Imagine, for a moment, that President Biden meant what he said when he blurted out, “For God’s sake, this man cannot remain in power!”

Biden has insisted he wasn’t walking back anything he said, and then walked it back further: “I’m not walking anything back. The fact of the matter is, I was expressing the moral outrage I felt towards the way Putin is dealing, the actions of this man, just, just brutality… But I want to make it clear, I wasn’t then, nor am I now, articulating a policy change. I was expressing the moral outrage I feel, and I make no apologies for it.”

If the U.S. did make a policy change, and wanted to remove Vladimir Putin from power, what would we do? What could we do?

Assassination? We’ve seen in history how often that goes terribly wrong. Putin has been paranoid about assassination attempts for years, using food tasters since at least 2012. Trying to assassinate Putin would have a low chance of success, and any exposure of the plot would be disastrous for the United States; the Russian government could and likely would interpret the assassination or its attempt as an act of war.
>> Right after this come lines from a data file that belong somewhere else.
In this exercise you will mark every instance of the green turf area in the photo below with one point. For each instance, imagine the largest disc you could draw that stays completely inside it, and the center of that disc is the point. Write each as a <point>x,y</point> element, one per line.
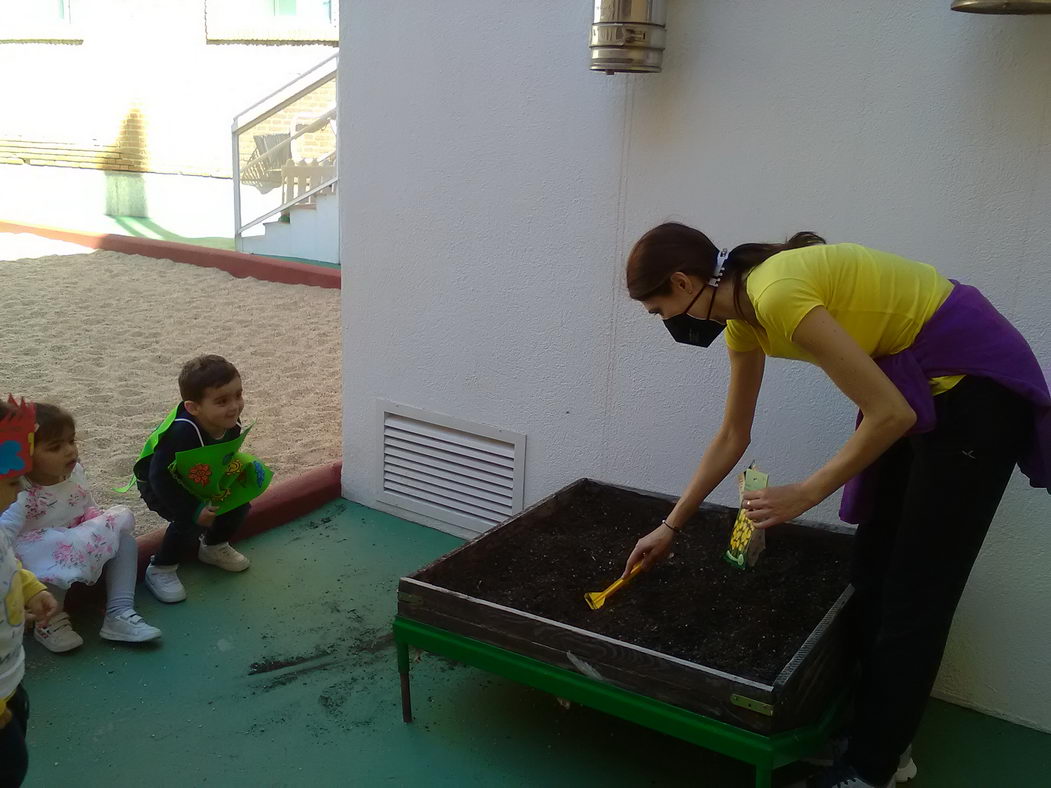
<point>286,676</point>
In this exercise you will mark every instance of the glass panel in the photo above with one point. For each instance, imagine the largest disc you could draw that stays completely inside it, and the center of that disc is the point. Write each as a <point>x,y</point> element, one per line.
<point>275,167</point>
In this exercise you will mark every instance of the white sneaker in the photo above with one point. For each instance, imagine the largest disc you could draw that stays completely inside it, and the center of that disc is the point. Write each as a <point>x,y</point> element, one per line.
<point>58,637</point>
<point>906,767</point>
<point>128,627</point>
<point>165,584</point>
<point>223,556</point>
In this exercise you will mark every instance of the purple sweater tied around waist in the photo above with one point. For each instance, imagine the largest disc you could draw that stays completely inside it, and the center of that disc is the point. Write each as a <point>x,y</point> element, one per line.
<point>965,336</point>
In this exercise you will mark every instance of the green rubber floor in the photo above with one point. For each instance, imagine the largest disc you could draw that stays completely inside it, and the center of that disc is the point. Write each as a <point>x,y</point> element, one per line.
<point>286,676</point>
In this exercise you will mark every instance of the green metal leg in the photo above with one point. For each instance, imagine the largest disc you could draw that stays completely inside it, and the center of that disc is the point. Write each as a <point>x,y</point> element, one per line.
<point>403,667</point>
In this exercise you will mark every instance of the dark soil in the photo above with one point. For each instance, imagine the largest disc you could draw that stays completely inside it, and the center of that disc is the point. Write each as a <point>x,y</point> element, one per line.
<point>694,605</point>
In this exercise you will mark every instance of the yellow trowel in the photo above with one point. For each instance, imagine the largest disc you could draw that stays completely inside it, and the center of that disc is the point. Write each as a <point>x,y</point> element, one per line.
<point>596,599</point>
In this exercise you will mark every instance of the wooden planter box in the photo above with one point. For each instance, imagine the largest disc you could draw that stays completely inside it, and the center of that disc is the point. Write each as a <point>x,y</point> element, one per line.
<point>801,692</point>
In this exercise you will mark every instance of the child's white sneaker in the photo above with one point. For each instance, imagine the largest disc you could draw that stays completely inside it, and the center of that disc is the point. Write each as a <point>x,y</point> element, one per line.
<point>906,767</point>
<point>128,627</point>
<point>165,584</point>
<point>58,636</point>
<point>223,556</point>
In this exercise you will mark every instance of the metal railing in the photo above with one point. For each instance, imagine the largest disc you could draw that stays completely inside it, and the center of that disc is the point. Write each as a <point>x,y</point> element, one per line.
<point>285,144</point>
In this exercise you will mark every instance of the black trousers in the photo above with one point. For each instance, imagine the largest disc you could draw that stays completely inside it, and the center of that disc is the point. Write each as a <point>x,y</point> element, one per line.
<point>14,758</point>
<point>938,494</point>
<point>182,534</point>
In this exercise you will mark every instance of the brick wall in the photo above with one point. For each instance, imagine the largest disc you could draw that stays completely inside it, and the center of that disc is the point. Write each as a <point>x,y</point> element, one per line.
<point>138,85</point>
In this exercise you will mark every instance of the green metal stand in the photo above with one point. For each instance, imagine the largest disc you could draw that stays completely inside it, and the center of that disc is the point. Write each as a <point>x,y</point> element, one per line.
<point>766,753</point>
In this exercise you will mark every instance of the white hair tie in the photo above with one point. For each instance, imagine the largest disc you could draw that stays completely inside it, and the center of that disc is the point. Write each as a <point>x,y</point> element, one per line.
<point>720,264</point>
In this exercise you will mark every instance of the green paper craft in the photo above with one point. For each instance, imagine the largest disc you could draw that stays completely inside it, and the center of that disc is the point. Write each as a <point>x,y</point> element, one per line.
<point>221,475</point>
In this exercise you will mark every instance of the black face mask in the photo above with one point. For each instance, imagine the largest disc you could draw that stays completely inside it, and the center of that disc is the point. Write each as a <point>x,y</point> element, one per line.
<point>689,330</point>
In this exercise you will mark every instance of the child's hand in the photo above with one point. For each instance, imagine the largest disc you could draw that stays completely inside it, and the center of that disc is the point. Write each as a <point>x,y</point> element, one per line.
<point>207,517</point>
<point>42,605</point>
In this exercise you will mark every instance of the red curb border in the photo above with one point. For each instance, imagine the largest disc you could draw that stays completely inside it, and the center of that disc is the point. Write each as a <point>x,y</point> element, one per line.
<point>238,264</point>
<point>279,504</point>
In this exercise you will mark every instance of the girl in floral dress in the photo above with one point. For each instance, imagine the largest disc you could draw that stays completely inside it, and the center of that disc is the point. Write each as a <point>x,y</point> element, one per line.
<point>67,539</point>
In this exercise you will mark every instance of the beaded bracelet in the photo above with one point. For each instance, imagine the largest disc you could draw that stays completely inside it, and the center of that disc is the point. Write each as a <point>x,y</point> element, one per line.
<point>665,522</point>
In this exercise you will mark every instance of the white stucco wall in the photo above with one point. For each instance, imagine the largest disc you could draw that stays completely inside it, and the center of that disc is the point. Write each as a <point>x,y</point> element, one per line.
<point>492,186</point>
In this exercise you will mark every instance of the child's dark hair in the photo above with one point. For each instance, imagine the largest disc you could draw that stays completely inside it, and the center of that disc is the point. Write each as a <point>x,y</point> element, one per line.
<point>53,422</point>
<point>203,373</point>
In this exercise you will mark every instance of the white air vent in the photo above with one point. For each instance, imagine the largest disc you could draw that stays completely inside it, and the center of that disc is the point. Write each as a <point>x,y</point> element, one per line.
<point>450,471</point>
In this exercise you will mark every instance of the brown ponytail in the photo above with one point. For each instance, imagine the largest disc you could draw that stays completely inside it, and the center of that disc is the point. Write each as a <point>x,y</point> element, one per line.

Speaking of war, could the U.S. give Vladimir Putin the Saddam Hussein treatment? No, that’s logistically impossible; not even all of NATO combined has enough manpower to invade and subdue all of Russia.

The most promising path would be to stir up the Russian public’s discontent with Putin and hope that an popular uprising topples him from power. You could argue that the sweeping economic sanctions imposed on Russia are a backdoor attempt at this outcome; the hope is that the economic pain becomes so severe that the Russian people decide they’ve had enough of Putin’s invasion and all-around belligerence and figure out some way to remove him from power.

In recent weeks, we’ve seen some courageous and surprisingly widespread Russian protests against the invasion of Ukraine. No doubt, plenty of Russians can see the invasion is having catastrophic effects on their country, and want nothing to do with Putin’s aggressive agenda. But so far, those protests do not appear to be anything that Putin’s far-reaching, iron-fisted security state cannot handle. In the past decades, fairly sizable protests against Putin have come and gone, and Putin’s grip on power remained as strong as ever.

Secretly funding opposition groups? More efforts to puncture Putin’s wall of propaganda? Attempts to widen divisions in Russian society, and encourage the formations of splinter factions? Any of those options could theoretically someday become a tipping point that spurred Russians to rise up against Putin, but they’re not particularly likely to work, and they certainly aren’t likely to work fast. Brutal dictators rarely come down without a fight. Sometimes the people rise up in discontent and you get an outcome like the fall of the Berlin Wall or the Romanian revolution of 1989. And sometimes the people rise up in discontent and you get Tiananmen Square or the protests against the Iranian mullahs in recent years.

There are not a lot of good options – and we have particularly good reasons to be a little more cautious or less provocative in how we treat a regime that has nuclear weapons. Yes, many Americans wish someone else was ruling Russia. We wish someone nicer than Xi Jinping was ruling China, and someone nicer than Kim Jong Un was ruling North Korea, and someone nicer than the mullahs was ruling Iran. But they’re not, which means we have to figure out how to advance our interests in a world where those thugs are running the show in foreign capitals. Opposing a regime – and exposing how it rules against the will of the people – is not the same as actively taking actions to overthrow that regime. Perhaps we can give any of those regimes a secret shove when they start to look wobbly.

Even if the U.S. wanted to depose Vladimir Putin, it doesn’t have any realistic plans on how to do that. And presidents should probably not blurt out longshot ideas because they’re angry.